Dear BI,
Let me explain my tears. I picked up a copy of the BI on my way out of Laramie today. I read about House Bills 168 and 189 while driving to Big Horn. It took nearly 20 minutes to settle in. When it did I found myself sobbing. Sobbing and driving do not go well together, but somehow I managed. I had to ask myself why.
I have known that I was automatically excluded from heaven since I first understood that I was gay. God had cruelly created me this way. As damaging as that thought is, it is not why I am crying.
My eventual and automatic dismissal at the pearly gates is not nearly as excruciating as the rejection I face here and now. The word faggot burns, but worse so has been the crushing of my hope for a happy future.
Never once have I dared to allow myself to entertain the idea of ‘the one’, let alone be married, happy and in the only place I could ever call home, Wyoming.
I had no idea of the pain I was carrying until today, to never allow myself to dream.

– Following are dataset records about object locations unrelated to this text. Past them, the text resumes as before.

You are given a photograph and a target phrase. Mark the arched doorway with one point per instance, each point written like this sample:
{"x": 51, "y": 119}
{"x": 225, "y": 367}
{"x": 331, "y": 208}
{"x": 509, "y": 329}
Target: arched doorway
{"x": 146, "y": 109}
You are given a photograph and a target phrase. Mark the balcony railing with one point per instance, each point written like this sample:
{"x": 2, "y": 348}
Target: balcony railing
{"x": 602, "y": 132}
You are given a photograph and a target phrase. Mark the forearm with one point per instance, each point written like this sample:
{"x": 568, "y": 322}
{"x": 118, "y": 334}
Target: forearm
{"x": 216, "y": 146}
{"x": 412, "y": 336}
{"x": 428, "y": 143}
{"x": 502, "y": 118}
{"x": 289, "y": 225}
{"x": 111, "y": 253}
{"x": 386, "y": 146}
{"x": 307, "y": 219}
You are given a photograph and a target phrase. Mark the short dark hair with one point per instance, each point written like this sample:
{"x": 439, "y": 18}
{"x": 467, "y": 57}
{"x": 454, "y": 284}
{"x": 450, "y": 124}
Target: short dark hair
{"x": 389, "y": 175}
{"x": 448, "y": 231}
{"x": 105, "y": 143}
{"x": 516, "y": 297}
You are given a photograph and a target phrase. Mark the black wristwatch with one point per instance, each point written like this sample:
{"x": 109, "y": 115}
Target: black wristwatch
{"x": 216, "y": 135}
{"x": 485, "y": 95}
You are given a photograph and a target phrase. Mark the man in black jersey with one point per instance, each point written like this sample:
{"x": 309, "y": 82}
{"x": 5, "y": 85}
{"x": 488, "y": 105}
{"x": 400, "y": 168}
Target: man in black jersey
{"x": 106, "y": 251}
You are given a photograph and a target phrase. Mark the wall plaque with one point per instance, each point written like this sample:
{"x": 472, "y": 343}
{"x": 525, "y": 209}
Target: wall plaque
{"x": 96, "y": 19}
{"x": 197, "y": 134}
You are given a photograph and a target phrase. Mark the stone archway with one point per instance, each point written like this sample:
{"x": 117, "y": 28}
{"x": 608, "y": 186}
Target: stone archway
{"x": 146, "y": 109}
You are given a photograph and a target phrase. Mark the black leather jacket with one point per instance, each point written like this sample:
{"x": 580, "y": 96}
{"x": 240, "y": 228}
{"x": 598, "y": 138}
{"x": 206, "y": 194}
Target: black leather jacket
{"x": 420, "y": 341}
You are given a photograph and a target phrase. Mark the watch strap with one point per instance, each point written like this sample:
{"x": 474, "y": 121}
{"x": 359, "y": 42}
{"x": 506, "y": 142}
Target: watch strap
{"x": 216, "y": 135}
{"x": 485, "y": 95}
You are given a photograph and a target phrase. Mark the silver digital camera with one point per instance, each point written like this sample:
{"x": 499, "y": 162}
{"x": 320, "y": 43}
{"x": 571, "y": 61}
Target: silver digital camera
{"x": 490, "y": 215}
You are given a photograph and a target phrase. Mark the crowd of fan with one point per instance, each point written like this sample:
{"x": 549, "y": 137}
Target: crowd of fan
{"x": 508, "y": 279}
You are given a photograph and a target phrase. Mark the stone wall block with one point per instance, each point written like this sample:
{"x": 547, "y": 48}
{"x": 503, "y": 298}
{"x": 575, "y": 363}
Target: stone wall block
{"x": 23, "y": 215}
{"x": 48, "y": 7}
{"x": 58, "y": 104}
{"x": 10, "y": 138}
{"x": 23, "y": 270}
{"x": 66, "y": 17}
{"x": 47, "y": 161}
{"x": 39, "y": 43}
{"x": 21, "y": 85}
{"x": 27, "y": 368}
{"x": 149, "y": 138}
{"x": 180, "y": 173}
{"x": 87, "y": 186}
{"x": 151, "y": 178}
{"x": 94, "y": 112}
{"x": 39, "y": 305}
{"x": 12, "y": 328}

I have only ever imagined a job, the adventure of skydiving, of mountain climbing, of material success.
I did not know what I was missing without the dream of my wedding day, in Big Horn, or maybe to have a husband and family. I may one day have the opportunity to pen my wedding invitation to my parents. Whether or not they are willing to attend remains to be seen.
Please call your state representative so that I may have the chance to dream.